Приступая к осуществлению своих планов, примас 5 марта 1576 г. обратился к собравшимся в Кракове сенаторам и шляхте с предложением созвать 8 апреля в Варшаве съезд всех «частей» королевства, включая Литву и Пруссию. Одновременно были предприняты шаги для избавления от обязательств перед Максимилианом II. В своем послании (от 11 марта) императору сенаторы — сторонники Габсбургов — указывали, что, не выполнив своего обещания прибыть в Польшу через месяц после выборов, император поставил их в тяжелое положение, так что они могут быть вынуждены принять новые решения для спасения Речи Посполитой[356]. На сеймике Великого княжества, созванном М. Радзивиллом Рыжим в Геранонах в конце февраля 1576 г., литовские феодалы постановили назначить императору определенный срок для приезда в Речь Посполитую, «а не будет он к нам на тот срок, и ему-де у нас на государстве не быти»[357]. Из Литвы в Краков были также отправлены послы с предложением созвать съезд для выборов будущего монарха[358]. Литовские магнаты стремились согласовать свои действия с украинскими феодалами. Не случайно К. Радзивилл, отпуская Л. Новосильцева в Москву, просил, чтобы царь на будущих выборах обещал «обороняти… Волынь и Подолье от татар… и воинских людей своих давати… на помочь»[359]. 11 марта В. Лаурео писал, что наряду с литовцами кандидатуру царевича поддерживает «почти вся Волынь»[360].
Как с беспокойством сообщал папский нунций в Рим, Я. Уханьский и его сторонники были даже готовы не требовать перехода царевича в католицизм, ограничившись его согласием короноваться и причаститься по латинскому обряду с разрешения московского митрополита[361]. Это обстоятельство ясно свидетельствует о том, что в субъективном желании осуществить свой план у сторонников царевича недостатка не было. Гораздо хуже обстояло дело с необходимыми для этого реальными силами. Правда, в Великом княжестве весной 1576 г. позиции этой группировки оказались довольно сильными: на сеймике Великого княжества в Гродно в апреле 1576 г. сторонники царевича Федора явно преобладали[362]. Однако совершенно иным было положение на главных землях Короны. Здесь положение полностью контролировалось сторонниками С. Батория, позиции которых были настолько сильны, что они не чувствовали никакой необходимости искать компромисса с кучкой сенаторов, собравшихся в Ловиче вокруг примаса, тем более что к весне 1576 г. соглашения с С. Баторием стала энергично искать и целая группа литовских сенаторов во главе с Я. Ходкевичем.

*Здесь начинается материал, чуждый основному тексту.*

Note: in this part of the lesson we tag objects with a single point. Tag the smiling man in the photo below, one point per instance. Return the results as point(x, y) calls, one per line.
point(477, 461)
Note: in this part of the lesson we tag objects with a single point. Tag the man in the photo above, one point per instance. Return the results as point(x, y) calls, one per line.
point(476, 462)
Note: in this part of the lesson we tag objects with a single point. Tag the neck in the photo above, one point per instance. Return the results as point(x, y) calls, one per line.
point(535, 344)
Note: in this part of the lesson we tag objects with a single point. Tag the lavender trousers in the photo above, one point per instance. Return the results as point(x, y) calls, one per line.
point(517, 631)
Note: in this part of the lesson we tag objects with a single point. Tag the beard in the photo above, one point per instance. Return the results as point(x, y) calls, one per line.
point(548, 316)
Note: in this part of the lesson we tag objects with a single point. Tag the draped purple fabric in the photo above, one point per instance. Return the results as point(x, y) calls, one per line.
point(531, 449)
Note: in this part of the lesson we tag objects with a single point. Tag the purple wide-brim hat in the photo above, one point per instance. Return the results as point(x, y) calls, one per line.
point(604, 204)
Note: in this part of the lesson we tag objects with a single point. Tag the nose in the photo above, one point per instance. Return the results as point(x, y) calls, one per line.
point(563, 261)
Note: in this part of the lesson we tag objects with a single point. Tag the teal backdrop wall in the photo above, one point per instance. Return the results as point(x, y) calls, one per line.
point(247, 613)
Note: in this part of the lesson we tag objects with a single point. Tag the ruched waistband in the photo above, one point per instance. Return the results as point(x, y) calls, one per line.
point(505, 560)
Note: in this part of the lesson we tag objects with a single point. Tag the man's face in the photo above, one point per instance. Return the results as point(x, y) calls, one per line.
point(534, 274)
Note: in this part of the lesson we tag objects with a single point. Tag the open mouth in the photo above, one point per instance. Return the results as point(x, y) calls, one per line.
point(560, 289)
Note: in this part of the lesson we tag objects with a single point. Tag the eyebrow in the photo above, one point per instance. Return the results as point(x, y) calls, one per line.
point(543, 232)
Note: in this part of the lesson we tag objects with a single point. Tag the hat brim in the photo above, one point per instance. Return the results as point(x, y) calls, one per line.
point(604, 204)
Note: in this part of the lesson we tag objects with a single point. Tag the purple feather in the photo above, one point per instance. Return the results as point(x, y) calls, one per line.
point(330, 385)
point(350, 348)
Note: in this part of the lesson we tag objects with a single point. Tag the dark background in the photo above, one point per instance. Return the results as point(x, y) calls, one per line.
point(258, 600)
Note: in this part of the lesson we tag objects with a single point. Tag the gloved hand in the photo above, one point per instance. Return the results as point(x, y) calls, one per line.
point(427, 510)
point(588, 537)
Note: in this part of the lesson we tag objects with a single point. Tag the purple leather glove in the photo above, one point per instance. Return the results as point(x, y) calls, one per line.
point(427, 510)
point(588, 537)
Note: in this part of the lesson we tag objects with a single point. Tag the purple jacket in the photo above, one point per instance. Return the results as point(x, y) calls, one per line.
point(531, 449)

Явная слабость позиций группировки примаса в Короне не укрылась и от внимания Л. Новосильцева, вернувшегося в Москву 20 апреля 1576 г. В своем статейном списке он сообщал и о занятии сторонниками С. Батория Кракова, и о переходе на их сторону виднейших коронных сенаторов, а сторонники примаса были выразительно обозначены термином «панове — рада Мазовецкого княжества» — по единственной территории, подчинявшейся руководству примаса[363]. По-видимому, именно сознавая всю ненадежность задуманной политической комбинации, царь и его советники не нашли нужным дать ответ на предложения М. Радзивилла и Я. Уханьского. Развитие событий в ближайшее же время полностью оправдало такую сдержанность. Когда С. Ваторий прибыл в Краков и дал понять, что он готов амнистировать организаторов, элекции императора[364], в лагере оппозиции наступил полный развал. Период, второго «бескоролевья» закончился.
Русское правительство за эти годы пришло к пониманию того, что его программа политического переустройства Восточной Европы неприемлема для господствующего класса Речи Посполитой. «Колебания» и «нерешительность» царя и его советников в отстаивании своего плана довольно точно отражали постепенное осознание этого факта русскими политиками. В дальнейшем мы увидим, на каких путях они пробовали искать выхода из создавшегося положения. Менее значительными были сдвиги во взглядах идеологов различных течений польско-литовских феодалов. Правда, польско-литовская магнатерия решительно исключила московскую кандидатуру из числа приемлемых претендентов на польский трон, но прежде всего из-за отрицательного отношения лично к Ивану IV, о чем говорит тот явный интерес, который в этой среде продолжали проявлять к проектам выбора «царевича». Что касается шляхетских политиков, то их воззрения мало изменились по сравнению с началом 70-х годов XVI в. Слабо наметившаяся тенденция к пересмотру первоначальных построений не получила развития главным образом потому, что так и не состоялись переговоры об условиях «соединения» между шляхтой и официальными русскими представителями.